冒涜的な絶望の始まり
僕はいっぱい教えてあげた。
溢れんばかりの愛を詰め込み、彼の中身が垂れ流しにされても、いっぱいいっぱい詰め込んだ。
何ヶ月も、何年も、何十年も。
いつか満たされると、そう信じて。
でも、それは無駄だったようだ――。
「――てけり・り」
彼が鳴く。鳴きながら、僕の身体に伸し掛かっている。どろどろに溶けた不定形の身体が、僕の全身にべったりとへばり付いていた。
緩慢な動きで彼が蠢き、液体が僕の身体を締め付ける。ぎしぎしと、骨の軋む音がした。
「そ、左右田――く、ん」
今にも折れてしまいそうな我が身を無視し、彼に声を掛ける。止めてくれるかも知れないと思ったから。
でも、彼は止めなかった。ばきりという嫌な音を立てて、僕の右足が折れる。
あまりの痛みに絶叫しそうになるも、彼が僕の口を塞いできた所為で、声も上げられない。痛い、苦しい。何故彼は、僕を、こんな――。
「――狛枝」
ずるりと、液体から彼の顔が生えた。彼は僕を無表情で見詰める。
「お前が言ってた『愛』っての、やっぱり理解出来なかったわ」
彼の口が開き、中からだらだらと、涎のように黒い液体が吐き出された。煙草臭い、嗅ぎ慣れた彼の匂いが、僕の肺に染み込んでいく。
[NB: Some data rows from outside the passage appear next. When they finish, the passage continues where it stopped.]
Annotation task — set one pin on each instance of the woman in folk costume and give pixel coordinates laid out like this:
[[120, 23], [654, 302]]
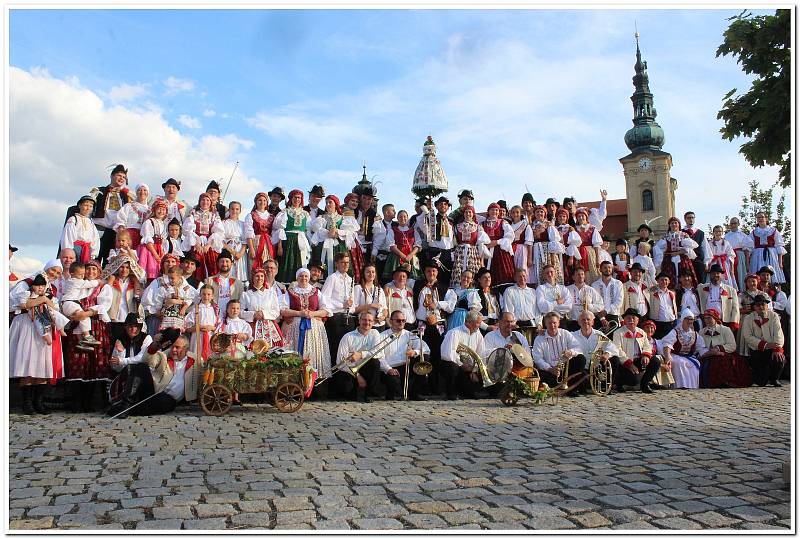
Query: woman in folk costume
[[501, 253], [133, 214], [567, 250], [303, 328], [663, 378], [203, 317], [261, 306], [351, 203], [768, 249], [80, 233], [722, 253], [742, 247], [86, 369], [404, 244], [589, 248], [673, 254], [545, 236], [464, 298], [470, 239], [202, 223], [233, 239], [153, 239], [35, 348], [293, 247], [327, 231], [258, 231], [721, 365], [682, 347], [523, 238]]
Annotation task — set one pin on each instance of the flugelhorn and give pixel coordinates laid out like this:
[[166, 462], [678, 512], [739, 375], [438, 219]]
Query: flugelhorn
[[470, 358]]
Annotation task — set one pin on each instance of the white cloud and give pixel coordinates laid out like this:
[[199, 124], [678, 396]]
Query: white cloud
[[60, 148], [189, 121], [127, 92], [175, 85]]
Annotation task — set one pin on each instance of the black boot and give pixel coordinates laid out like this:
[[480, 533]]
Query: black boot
[[38, 400], [27, 400]]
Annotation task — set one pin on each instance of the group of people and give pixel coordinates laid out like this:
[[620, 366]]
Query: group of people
[[143, 281]]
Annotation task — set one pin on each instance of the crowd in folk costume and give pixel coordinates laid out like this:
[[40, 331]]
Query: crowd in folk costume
[[143, 280]]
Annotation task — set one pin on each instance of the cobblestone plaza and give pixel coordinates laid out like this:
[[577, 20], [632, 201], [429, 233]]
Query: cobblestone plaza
[[690, 460]]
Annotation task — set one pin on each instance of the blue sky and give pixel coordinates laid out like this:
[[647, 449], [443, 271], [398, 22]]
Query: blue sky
[[512, 98]]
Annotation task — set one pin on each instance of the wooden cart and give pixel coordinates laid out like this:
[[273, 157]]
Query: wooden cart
[[282, 376]]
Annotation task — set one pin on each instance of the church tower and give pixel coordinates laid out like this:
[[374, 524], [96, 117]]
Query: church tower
[[649, 187]]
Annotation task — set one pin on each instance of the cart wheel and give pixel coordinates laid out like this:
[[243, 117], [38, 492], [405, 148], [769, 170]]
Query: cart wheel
[[216, 399], [288, 397], [508, 396], [600, 377]]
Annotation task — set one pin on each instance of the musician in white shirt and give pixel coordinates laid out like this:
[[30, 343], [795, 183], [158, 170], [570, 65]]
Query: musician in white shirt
[[557, 346], [461, 378], [405, 346], [355, 347]]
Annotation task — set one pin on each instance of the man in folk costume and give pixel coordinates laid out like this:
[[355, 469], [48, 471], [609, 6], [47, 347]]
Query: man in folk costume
[[109, 199], [663, 306], [764, 339], [520, 300], [721, 297], [258, 231], [125, 278], [721, 366], [355, 347], [638, 365], [500, 260], [674, 253], [440, 236], [225, 286], [558, 349], [261, 307], [635, 293], [430, 304], [461, 378], [80, 233], [465, 198], [405, 349], [584, 298], [176, 208], [166, 375], [127, 351], [703, 249], [552, 296]]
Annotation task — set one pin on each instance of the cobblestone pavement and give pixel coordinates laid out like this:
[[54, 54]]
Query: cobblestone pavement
[[673, 460]]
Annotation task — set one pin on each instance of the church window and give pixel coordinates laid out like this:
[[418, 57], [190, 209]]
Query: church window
[[647, 200]]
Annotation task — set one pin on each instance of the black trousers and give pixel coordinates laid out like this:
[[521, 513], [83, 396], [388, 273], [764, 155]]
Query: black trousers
[[395, 384], [345, 384], [765, 367], [107, 242], [574, 365], [624, 377]]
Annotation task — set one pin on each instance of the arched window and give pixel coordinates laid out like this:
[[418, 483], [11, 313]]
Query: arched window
[[647, 200]]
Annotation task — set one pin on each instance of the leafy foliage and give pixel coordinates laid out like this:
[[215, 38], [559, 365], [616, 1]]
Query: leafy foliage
[[763, 114]]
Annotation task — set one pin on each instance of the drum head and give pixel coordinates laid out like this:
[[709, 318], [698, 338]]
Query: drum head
[[522, 355], [499, 364]]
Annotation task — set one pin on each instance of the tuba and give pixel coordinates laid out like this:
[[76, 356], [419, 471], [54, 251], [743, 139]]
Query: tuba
[[470, 358]]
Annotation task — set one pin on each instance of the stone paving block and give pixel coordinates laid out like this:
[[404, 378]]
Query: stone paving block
[[43, 523], [166, 524]]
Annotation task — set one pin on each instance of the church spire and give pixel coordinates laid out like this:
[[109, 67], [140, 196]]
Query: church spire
[[645, 134]]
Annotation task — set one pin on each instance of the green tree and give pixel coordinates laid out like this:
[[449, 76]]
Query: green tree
[[762, 115]]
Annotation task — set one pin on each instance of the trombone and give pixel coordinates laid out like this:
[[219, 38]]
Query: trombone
[[346, 365]]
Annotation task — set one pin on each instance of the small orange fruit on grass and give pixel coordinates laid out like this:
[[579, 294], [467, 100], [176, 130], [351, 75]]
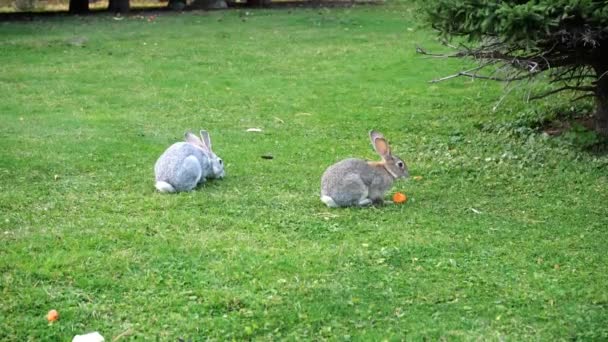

「狛枝、時間だ。今のお前の魔力では、俺を拘束していられない」
左足に激痛が疾った。肉が揉みくちゃにされて、骨が、粉々に砕けていく。痛い、彼の身体が、僕を喰い殺そうと、している?
「『愛』は理解出来なかったけど、今まで世話になったことには――感謝している」
右手が潰れた。ぐしゃぐしゃと、身を擦り潰されて、ぐしゃぐしゃに。ぐしゃぐしゃで、肉も骨も爪も、ごちゃ混ぜになって、彼が血を、僕の血を飲んでいる。
「だからな、狛枝。俺と一緒になろ? ずっと、ずっと一緒にさあ」
左手がもぎ取られた。皮を引き千切るように、肉を裂いて、びりびりと、真っ赤な血が、溢れ出ている。僕の身体が、冷えていく、眠い、痛みも麻痺してきた。
自分の心臓の音が、とても五月蠅い。
「――もしかして、これが『愛』ってやつなのかな」
彼はそう呟いて、僕の顔を見詰める。見詰めている?
視界がぼやけてきて、瞼が重く、彼が見えにくい。ああ、もう――。
「――もう、遅いよな」
今更理解しても、俺はお前を食べちまったんだから――彼の声がした時には、僕は闇の中だった。